The Chinese government has tightened its grip over the internet this year. For example, the authority have particularly ordered to better protect minors from online dangers including "blind" and "chaotic" worship of internet celebrities. In a previous report from the South China Morning Post, China’s state broadcaster CCTV heavily criticised fan clubs and the “malicious fandom" culture again, exploring the hierarchy and behaviour of fan clubs. Meanwhile, some fans were even encouraged to consume and created conflicts online, attacking other celebrities online or asking other people to attack other stars.
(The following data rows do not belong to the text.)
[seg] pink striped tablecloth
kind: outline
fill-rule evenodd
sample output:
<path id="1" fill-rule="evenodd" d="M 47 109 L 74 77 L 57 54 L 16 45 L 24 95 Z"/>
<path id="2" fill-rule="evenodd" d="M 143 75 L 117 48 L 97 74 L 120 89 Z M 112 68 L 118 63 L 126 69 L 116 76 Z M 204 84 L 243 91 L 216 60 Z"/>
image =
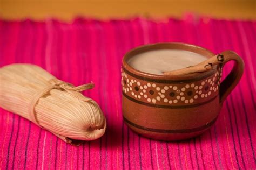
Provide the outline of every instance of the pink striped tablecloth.
<path id="1" fill-rule="evenodd" d="M 85 95 L 99 103 L 108 125 L 100 139 L 75 147 L 0 108 L 1 168 L 255 169 L 255 21 L 194 17 L 78 18 L 71 24 L 0 20 L 0 67 L 30 63 L 76 86 L 93 81 L 95 88 Z M 124 124 L 121 109 L 124 54 L 141 45 L 172 41 L 195 44 L 215 53 L 233 50 L 245 62 L 242 78 L 215 125 L 201 136 L 180 142 L 137 135 Z M 225 67 L 224 76 L 231 66 Z"/>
Also, earlier this month, in a notice issued by the National Radio and Television Administration, the authority said it will crack down on several areas including effeminate male idols and flaunting wealth. The notice said it requires broadcasters to ban "deformed" tastes such as "sissy idols" who do not conform to macho or masculine male stereotypes prevalent in traditional Chinese culture. It also required a ban on flaunting wealth, vulgar influencers and gossips. In the same section "boycotting being overly entertaining", the notice said there should have been more emphasis on traditional Chinese culture, revolution culture, socialist culture that they will help establish a correct beauty standard.
According to a Global Times article published in August, the account of Chinese male blogger Feng Xiaoyi was removed from Douyin after netizens commented that his videos were too "feminine" and lacked of "masculinity”. This came after the bloggers video “Eating a peach” went viral and netizens mocked the blogger for not being masculine.